Soho’s Prince Street runs west from the Bowery to 6th Avenue at Macdougal and Charlton Streets. In the pre-Revolutionary era, there were a number of streets named for the British royalty, such as Queen, Duke, etc, and most eventually were renamed– but not Prince, making this street an interesting pre-Revolutionary relic. (King Street is named for US Senator, diplomat, and unsuccessful vice-presidential and presidential candidate Rufus King (1755-1827) whose mansion in Jamaica, Queens, still stands.)
On weekends Prince Street tends to be a maelstrom of activity as it’s a main shopping and boutique row. Crowds jam the original Apple Store, in a former post office at Prince and Greene, and the historic Fanelli’s Cafe at Mercer has been a drinking establishment since the 1840s.
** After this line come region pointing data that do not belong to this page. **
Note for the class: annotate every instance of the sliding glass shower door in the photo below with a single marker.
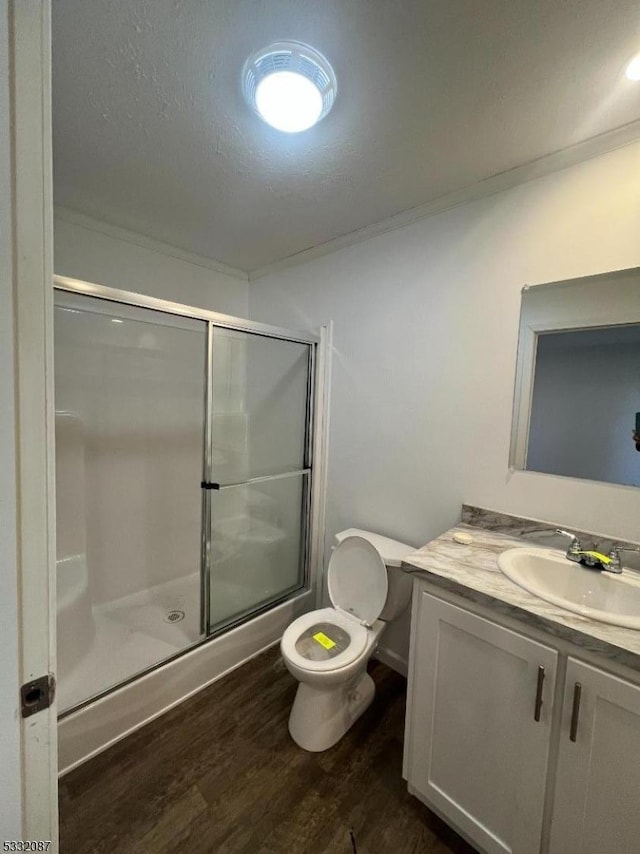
(183, 480)
(130, 408)
(259, 472)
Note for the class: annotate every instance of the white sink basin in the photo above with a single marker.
(603, 596)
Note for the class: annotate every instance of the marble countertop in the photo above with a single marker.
(472, 571)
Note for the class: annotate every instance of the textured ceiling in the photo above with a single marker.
(151, 132)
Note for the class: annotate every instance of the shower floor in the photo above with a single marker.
(137, 631)
(132, 634)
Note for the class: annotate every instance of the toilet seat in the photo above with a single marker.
(358, 585)
(359, 640)
(357, 579)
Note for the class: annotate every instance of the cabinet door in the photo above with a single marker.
(477, 754)
(597, 795)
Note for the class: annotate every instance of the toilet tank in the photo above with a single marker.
(392, 553)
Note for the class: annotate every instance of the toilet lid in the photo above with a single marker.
(357, 579)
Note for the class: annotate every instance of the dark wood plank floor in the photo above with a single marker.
(221, 774)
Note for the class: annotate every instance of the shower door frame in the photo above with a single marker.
(315, 454)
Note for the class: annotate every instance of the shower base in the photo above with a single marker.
(131, 635)
(140, 630)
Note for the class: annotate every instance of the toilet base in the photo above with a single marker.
(321, 716)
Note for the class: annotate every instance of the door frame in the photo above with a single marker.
(27, 495)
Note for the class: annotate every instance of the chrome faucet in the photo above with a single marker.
(616, 564)
(574, 549)
(592, 558)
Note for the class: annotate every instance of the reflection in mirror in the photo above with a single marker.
(577, 400)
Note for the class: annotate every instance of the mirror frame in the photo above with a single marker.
(564, 306)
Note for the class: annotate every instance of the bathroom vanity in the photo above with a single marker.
(523, 719)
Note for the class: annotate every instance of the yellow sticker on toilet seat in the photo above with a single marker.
(324, 640)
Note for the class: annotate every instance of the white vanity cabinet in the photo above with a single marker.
(597, 791)
(485, 748)
(479, 725)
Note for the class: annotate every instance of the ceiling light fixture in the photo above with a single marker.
(289, 85)
(633, 68)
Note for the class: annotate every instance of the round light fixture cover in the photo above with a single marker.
(632, 71)
(290, 85)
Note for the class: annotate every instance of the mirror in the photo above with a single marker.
(577, 393)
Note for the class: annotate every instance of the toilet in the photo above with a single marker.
(327, 650)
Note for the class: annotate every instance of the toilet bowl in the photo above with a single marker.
(327, 650)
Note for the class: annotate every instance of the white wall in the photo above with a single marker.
(89, 250)
(10, 801)
(426, 324)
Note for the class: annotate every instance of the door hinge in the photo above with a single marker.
(37, 694)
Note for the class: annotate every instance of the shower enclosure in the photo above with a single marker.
(184, 480)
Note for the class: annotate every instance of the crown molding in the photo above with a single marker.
(498, 183)
(85, 221)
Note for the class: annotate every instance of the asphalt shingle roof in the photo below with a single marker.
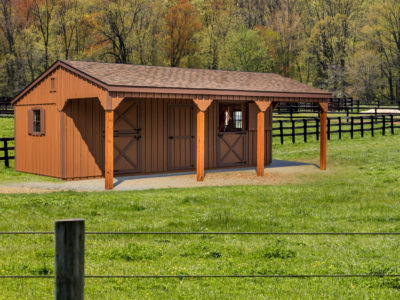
(167, 77)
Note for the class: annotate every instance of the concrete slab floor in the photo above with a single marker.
(279, 172)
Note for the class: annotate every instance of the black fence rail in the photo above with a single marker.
(70, 256)
(336, 106)
(309, 127)
(5, 107)
(7, 149)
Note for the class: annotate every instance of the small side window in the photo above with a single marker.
(36, 121)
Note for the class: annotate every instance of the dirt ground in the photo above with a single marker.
(280, 172)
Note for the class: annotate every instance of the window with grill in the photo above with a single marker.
(237, 119)
(36, 121)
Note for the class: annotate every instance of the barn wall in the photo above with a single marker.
(83, 144)
(67, 85)
(38, 154)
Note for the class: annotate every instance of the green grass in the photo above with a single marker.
(358, 192)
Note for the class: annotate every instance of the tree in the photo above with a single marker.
(244, 51)
(182, 22)
(43, 14)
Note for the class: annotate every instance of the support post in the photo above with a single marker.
(262, 106)
(323, 133)
(69, 259)
(109, 149)
(202, 106)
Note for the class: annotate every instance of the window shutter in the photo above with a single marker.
(42, 122)
(30, 122)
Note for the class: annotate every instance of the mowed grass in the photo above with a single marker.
(359, 192)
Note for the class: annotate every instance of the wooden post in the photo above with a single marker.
(69, 259)
(281, 130)
(323, 139)
(6, 158)
(202, 106)
(391, 124)
(109, 149)
(362, 126)
(352, 127)
(372, 125)
(262, 106)
(293, 132)
(329, 129)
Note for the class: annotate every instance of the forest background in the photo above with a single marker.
(348, 47)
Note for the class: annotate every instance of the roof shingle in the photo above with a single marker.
(168, 77)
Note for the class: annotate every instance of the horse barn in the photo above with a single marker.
(82, 120)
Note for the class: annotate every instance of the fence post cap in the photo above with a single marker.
(70, 220)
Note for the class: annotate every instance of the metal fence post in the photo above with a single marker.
(69, 259)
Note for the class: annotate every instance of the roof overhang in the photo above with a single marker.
(166, 90)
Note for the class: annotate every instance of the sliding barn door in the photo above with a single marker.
(232, 148)
(127, 137)
(180, 137)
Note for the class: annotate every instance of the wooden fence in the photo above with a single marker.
(335, 125)
(8, 146)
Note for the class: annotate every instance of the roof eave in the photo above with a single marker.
(117, 88)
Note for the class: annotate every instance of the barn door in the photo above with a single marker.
(180, 137)
(231, 148)
(127, 137)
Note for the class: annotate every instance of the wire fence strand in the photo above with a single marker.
(207, 276)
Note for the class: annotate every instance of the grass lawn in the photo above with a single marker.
(359, 192)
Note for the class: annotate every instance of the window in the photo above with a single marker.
(36, 121)
(232, 117)
(237, 119)
(52, 85)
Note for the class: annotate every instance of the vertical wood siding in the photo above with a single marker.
(84, 139)
(38, 154)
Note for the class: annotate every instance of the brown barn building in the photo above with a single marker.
(86, 119)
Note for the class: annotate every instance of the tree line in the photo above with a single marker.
(349, 47)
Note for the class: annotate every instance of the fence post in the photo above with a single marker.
(69, 259)
(383, 124)
(293, 132)
(329, 128)
(372, 125)
(6, 158)
(362, 126)
(352, 127)
(391, 124)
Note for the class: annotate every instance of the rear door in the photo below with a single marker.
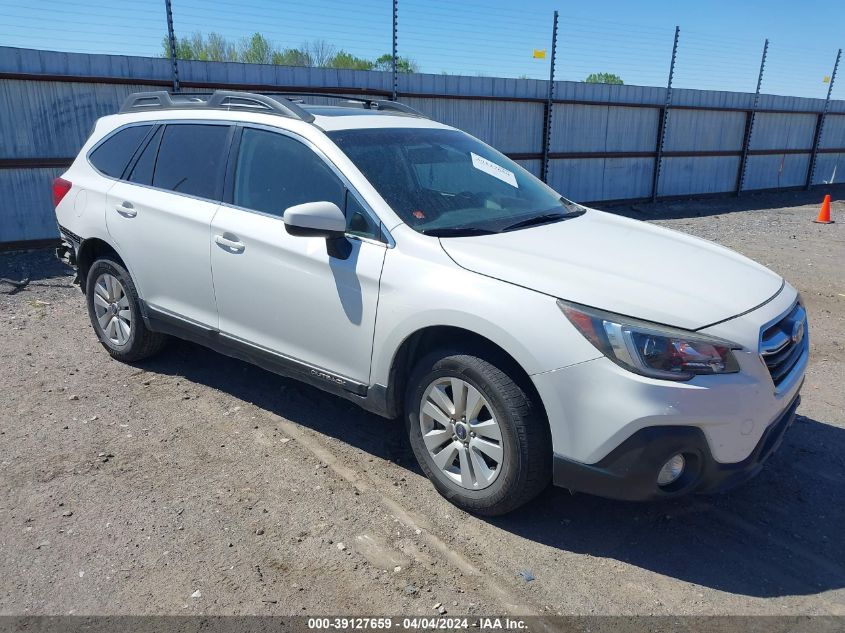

120-126 Prince is a low, 2-story building that looks as if it goes back to the days when what would become Fanelli’s first opened–perhaps even older than the 1840s. At 124 Prince is the Morrison Hotel Gallery (I believe there is another one at The Bowery and Bleecker). Its logo is reminiscent of The Doors’ classic Morrison Hotel LP cover. The band had propitiously found an actual Morrison Hotel at 1246 South Hope Street in Los Angeles. The actual Morrison Hotel closed in 2007.
A long time ago, the building had apparently been a paper distributor. A pair of metal signs that are, perhaps, over a century old can still be found there.
Manifold paper, in the days before Xerox and modern copy machines, was a lightweight paper used with carbon paper to make multiple copies. “Special forms”, as far as I gather, were used in tax preparation.
Engraving is the practice of incising a design on to a hard, usually flat surface, by cutting grooves into it. The result may be a decorated object in itself, as when silver, gold, steel, or glass are engraved, or may provide an intaglio printing plate, of copper or another metal, for printing images on paper as prints or illustrations.wikipedia
Lithography (the practice of drawing on limestone with waxy crayons to create a master image that absorbed ink) was introduced in the United States in the early 1800s … publishers used lithography as an inexpensive alternative to engraving and avoided the expense of multiple presses by lithographing both illustration and text. Past is Present
Modern computerized methods of printing may be more convenient, but we have certainly lost a sense of craft. Will this knowledge be available in future generations?